One of the biggest challenges operations groups will face over the coming year will be learning how to support AI- and ML-based applications. On one hand, ops groups are in a good position to do this; they’re already heavily invested in testing, monitoring, version control, reproducibility, and automation. On the other hand, they will have to learn a lot about how AI applications work and what’s needed to support them. There’s a lot more to AI Operations than Kubernetes and Docker. The operations community has the right language, and that’s a great start; I do not mean that in a dismissive sense. But on inspection, AI stretches the meanings of those terms in important but unfamiliar directions.
Three things need to be understood about AI.

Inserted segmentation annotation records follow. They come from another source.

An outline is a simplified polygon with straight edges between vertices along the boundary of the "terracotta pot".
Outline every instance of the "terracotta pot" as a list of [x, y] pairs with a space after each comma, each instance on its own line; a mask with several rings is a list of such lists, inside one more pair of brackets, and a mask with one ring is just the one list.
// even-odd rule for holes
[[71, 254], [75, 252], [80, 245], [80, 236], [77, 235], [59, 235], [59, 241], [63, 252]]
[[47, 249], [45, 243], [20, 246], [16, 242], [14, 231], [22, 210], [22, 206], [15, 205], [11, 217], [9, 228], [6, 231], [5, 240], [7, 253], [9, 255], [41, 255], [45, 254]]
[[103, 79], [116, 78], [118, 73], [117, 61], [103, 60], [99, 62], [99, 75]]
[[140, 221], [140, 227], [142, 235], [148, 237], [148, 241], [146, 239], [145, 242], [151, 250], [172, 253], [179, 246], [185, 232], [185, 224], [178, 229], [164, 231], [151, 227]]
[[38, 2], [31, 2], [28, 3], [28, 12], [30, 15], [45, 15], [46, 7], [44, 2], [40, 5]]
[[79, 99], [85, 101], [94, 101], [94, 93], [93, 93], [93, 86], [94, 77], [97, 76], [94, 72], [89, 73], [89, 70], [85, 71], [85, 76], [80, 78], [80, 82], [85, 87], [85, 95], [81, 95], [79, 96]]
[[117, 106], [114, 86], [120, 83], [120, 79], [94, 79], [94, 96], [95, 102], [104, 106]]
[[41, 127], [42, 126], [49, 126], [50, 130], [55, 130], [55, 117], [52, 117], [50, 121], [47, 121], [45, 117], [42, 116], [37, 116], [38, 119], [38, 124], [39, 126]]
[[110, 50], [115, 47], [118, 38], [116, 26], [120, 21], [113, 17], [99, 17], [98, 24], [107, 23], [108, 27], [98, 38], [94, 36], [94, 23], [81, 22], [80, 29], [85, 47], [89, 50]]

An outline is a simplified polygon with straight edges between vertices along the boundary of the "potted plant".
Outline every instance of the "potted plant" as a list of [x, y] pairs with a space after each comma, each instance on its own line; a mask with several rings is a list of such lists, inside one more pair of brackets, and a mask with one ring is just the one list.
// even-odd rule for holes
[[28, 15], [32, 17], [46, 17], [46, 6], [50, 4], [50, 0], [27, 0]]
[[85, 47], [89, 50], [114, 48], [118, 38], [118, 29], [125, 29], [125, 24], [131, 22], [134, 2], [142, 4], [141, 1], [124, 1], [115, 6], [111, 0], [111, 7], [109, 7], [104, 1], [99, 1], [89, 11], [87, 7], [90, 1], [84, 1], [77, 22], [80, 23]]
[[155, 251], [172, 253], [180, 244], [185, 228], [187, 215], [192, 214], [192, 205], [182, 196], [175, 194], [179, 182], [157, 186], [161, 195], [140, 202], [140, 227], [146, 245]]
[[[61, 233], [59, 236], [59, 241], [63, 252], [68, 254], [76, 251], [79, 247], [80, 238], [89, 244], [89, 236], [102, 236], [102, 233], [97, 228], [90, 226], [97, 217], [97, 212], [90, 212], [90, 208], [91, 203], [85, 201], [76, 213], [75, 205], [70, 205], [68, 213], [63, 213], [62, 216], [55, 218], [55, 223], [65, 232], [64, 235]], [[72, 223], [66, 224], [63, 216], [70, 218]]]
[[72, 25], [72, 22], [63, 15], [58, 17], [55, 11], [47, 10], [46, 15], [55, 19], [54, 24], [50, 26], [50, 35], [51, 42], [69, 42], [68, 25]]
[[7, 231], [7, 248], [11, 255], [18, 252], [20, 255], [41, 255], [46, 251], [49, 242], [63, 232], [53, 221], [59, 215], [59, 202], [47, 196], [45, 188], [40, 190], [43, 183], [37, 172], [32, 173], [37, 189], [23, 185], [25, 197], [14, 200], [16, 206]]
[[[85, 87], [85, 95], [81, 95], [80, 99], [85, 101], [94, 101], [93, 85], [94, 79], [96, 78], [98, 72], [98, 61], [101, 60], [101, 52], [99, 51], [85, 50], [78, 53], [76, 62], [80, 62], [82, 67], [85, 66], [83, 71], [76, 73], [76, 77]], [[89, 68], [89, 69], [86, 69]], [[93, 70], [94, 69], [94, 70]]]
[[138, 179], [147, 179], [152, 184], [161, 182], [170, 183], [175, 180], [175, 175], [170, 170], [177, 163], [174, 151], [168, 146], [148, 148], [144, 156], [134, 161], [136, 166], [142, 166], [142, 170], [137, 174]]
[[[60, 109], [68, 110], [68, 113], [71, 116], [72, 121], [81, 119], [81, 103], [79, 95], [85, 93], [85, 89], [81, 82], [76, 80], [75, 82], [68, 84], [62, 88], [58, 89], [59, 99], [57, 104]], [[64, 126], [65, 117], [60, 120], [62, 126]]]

First, the behavior of an AI application depends on a model, which is built from source code and training data. A model isn’t source code, and it isn’t data; it’s an artifact built from the two. Source code is relatively less important compared to typical applications; the training data is what determines how the model behaves, and the training process is all about tweaking parameters in the application so that it delivers correct results most of the time.
This means that, to have a history of how an application was developed, you have to look at more than the source code. You need a repository for models and for the training data. There are many tools for managing source code, from git back to the venerable SCCS, but we’re only starting to build tools for data versioning. And that’s essential: if you need to understand how your model behaves, and you don’t have the training data, you’re sunk. The same is true for the models themselves; if you don’t have the artifacts you produced, you won’t be able to make statements about how they performed. Given source code and the training data, you could re-produce a model, but it almost certainly wouldn’t be the same because of randomization in the training process.
Second, the behavior of AI systems changes over time. Unlike a web application, they aren’t strictly dependent on the source. Models almost certainly react to incoming data; that’s their point. They may be retrained automatically. They almost certainly grow stale over time: users change the way they behave (often, the model is responsible for that change) and grow outdated.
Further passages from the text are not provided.